This way, a Huffman tree for a particular text file can be created.
- The input to the algorithm is the array of characters in the text file.
- The frequency of occurrences of each character in the file is calculated.
- Struct array is created where each element includes the character along with their frequencies. They are stored in a priority queue (min-heap), where the elements are compared using their frequencies.
- To build the Huffman tree, two elements with minimum frequency are extracted from the min-heap.
- The two nodes are added to the tree as left and right children to a new root node which contains the frequency equal to the sum of two frequencies. A lower frequency character is added to the left child node and the higher frequency character into the right child node.
- The root node is then again added back to the priority queue.
- Repeat from step 4 until there is only one element left in the priority queue.
- Finally, the tree’s left and right edges are numbered 0 and 1, respectively. For each leaf node, the entire tree is traversed, and the corresponding 1 and 0 are appended to their code until a leaf node is encountered.
- Once we have the unique codes for each unique character in the text, we can replace the text characters with their codes. These codes will be stored in bit-by-bit form, which will take up less space than text.

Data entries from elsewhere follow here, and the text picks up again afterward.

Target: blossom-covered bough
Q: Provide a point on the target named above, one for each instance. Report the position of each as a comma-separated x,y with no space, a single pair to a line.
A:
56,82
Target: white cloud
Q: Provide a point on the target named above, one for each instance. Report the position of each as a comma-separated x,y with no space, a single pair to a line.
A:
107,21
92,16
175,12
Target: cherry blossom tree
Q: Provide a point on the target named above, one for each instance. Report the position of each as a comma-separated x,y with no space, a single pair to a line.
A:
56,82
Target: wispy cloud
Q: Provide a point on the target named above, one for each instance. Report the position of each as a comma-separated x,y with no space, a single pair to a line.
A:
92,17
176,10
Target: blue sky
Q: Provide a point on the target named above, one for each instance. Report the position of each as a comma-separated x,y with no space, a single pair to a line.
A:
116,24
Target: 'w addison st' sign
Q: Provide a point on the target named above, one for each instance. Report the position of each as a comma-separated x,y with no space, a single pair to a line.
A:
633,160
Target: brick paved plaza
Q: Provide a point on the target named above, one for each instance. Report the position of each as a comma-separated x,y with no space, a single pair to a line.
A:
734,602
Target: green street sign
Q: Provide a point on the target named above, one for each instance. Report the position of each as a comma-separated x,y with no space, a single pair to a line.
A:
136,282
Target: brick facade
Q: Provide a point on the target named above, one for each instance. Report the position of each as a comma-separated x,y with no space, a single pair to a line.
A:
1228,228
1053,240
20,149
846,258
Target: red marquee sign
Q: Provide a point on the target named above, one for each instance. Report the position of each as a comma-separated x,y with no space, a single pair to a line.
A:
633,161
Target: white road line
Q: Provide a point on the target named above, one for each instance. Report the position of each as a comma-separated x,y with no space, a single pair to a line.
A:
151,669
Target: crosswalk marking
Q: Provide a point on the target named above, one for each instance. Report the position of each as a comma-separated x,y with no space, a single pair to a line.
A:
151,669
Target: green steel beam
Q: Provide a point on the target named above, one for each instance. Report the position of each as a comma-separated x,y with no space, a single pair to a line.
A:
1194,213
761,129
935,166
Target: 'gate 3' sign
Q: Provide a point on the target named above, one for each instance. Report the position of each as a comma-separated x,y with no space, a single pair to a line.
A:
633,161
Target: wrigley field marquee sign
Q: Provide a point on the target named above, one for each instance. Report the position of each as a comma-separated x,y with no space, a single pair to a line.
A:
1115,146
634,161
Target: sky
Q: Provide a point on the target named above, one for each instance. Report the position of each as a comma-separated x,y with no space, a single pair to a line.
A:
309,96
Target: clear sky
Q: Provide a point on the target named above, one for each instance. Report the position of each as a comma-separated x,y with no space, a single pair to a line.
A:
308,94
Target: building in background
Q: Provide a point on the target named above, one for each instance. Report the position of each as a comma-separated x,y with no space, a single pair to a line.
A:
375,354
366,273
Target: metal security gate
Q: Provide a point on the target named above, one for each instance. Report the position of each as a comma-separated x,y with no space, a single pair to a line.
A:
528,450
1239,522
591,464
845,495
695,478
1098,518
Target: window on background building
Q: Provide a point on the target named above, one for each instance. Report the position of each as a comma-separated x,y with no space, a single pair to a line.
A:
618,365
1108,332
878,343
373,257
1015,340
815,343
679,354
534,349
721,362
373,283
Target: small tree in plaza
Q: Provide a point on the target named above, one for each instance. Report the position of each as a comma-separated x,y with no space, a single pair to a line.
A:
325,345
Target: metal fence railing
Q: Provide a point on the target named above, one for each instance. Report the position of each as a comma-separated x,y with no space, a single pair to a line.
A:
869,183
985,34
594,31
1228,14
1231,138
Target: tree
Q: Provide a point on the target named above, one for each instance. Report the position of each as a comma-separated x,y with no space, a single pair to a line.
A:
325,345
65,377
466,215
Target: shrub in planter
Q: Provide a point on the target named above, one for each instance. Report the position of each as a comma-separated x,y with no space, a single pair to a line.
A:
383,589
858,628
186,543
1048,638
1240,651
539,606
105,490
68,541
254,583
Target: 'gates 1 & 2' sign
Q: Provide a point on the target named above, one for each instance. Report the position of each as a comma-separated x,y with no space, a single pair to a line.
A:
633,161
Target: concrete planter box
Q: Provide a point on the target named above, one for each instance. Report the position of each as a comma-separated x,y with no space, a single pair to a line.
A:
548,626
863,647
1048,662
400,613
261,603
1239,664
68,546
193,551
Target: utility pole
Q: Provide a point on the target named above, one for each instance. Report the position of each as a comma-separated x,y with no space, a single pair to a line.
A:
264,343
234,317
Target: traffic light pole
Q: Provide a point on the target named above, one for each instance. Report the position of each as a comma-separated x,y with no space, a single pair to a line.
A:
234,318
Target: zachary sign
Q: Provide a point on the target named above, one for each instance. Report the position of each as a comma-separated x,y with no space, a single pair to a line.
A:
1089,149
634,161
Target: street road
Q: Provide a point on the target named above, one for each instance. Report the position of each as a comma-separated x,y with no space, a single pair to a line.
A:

The structure of a compressed file – |
---|
Number of unique characters in the input file |
Total number of characters in the input file |
All characters with their binary codes (To be used for decoding) |
Storing binary codes by replacing the characters of the input file one by one |
- The compressed file is opened, and the number of unique characters and the total number of characters in the file are retrieved.
- The characters and their binary codes are then read from the file. We can recreate the Huffman tree using this.
- For each binary code:
- A left edge is created for 0, and a right edge is created for 1.
- Finally, a leaf node is formed and the character is stored within it.
- This is repeated for all characters and binary codes. The Huffman tree is thus recreated in this manner.
- The remaining file is now read bit by bit, and the corresponding 0/1 bit in the tree is traversed. The corresponding character is written into the decompressed file as soon as a leaf node is encountered in the tree.
- Step 4 is repeated until the compressed file has been read completely.
In this manner, we recover all of the characters from our input file into a newly decompressed file with no data or quality loss.
Following the steps above, we can compress a text file and then overcome the bigger task of decompressing the file to its original content without any data loss.
O(N * logN) where N is the number of unique characters as an efficient priority queue data structure takes O(logN) time per insertion, a complete binary tree with N leaves has (2*N – 1) nodes.
A text file can be compressed with a ratio greater than 50% (typically 40-45%) and then decompressed without losing a single byte of data.